The LIE and Sunrise Highway have been patrolled by deputy sheriffs since September 2008 when Steve Levy first took county police off the highways and instated the lower-paid sheriffs in an effort to cut spending.

Under Levy’s administration, the sheriffs were told that they were guaranteed to patrol the LIE and Sunrise Highway until 2017 if they deferred $4 million dollars in retroactive pay until 2015. This was considered a “job-protection” agreement, said Chief of Staff of the sheriff’s department Michael Sharkey.

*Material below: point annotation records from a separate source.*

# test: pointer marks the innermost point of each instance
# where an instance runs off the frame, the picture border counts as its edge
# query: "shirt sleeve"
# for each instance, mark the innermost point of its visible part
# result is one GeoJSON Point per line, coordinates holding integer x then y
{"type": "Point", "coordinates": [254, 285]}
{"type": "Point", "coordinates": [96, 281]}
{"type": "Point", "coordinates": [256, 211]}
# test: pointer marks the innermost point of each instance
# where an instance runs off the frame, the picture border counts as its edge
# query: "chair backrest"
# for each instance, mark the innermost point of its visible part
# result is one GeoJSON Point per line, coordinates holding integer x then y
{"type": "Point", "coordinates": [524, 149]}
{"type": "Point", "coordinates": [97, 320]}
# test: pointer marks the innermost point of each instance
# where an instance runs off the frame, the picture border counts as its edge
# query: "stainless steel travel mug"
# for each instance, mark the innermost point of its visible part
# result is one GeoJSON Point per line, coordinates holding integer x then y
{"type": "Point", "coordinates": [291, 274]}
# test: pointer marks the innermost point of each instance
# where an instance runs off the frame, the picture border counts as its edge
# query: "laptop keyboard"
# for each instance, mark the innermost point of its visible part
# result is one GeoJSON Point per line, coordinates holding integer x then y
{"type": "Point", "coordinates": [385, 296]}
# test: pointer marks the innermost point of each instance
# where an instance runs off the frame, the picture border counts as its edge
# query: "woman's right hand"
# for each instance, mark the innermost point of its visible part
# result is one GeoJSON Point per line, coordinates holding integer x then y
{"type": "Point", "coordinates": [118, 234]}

In August, deputy sheriffs were made livid when Deputy County Executive Jon Schneider claimed that Bellone’s administration did not have to honor the contract made by the sheriffs and Levy’s office, as Levy left in 2011.

As part of the potential deal, each of the 260 deputy sheriffs will receive an increase of $2,100 per year in “line up” compensation, which will pay sheriffs for time deputies spend with their supervisors in meetings prior to the start of the deputies’ shifts.  Suffolk County will continue to defer the retroactive pay.

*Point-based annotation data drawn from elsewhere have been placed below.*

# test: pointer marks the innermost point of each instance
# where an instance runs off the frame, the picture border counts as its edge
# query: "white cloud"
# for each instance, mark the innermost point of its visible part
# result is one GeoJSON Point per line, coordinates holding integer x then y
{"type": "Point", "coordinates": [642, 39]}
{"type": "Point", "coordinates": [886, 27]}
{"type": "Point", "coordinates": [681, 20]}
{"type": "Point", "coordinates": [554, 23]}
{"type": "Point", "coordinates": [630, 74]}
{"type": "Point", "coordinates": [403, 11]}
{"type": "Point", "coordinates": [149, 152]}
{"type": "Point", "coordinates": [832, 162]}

In addition, 30 sheriffs who were assigned to patrol the LIE and Sunrise Highway will be re-assigned to patrol the highways to provide security for Suffolk County’s new traffic violations bureau.

The traffic violations bureau was agreed on by the New York State Assembly and Senate in June, and officials predict the bureau to bring in a significant influx of revenue to the county.

The county police and deputy sheriffs have been in conflict since the beginning of the talks of the deal.  Last month, the deputy sheriffs union was granted a temporary court order that prevented the county police from reclaiming control of the highway patrols.  This order was lifted in early November, allowing county police to patrol the highways while court decisions were underway.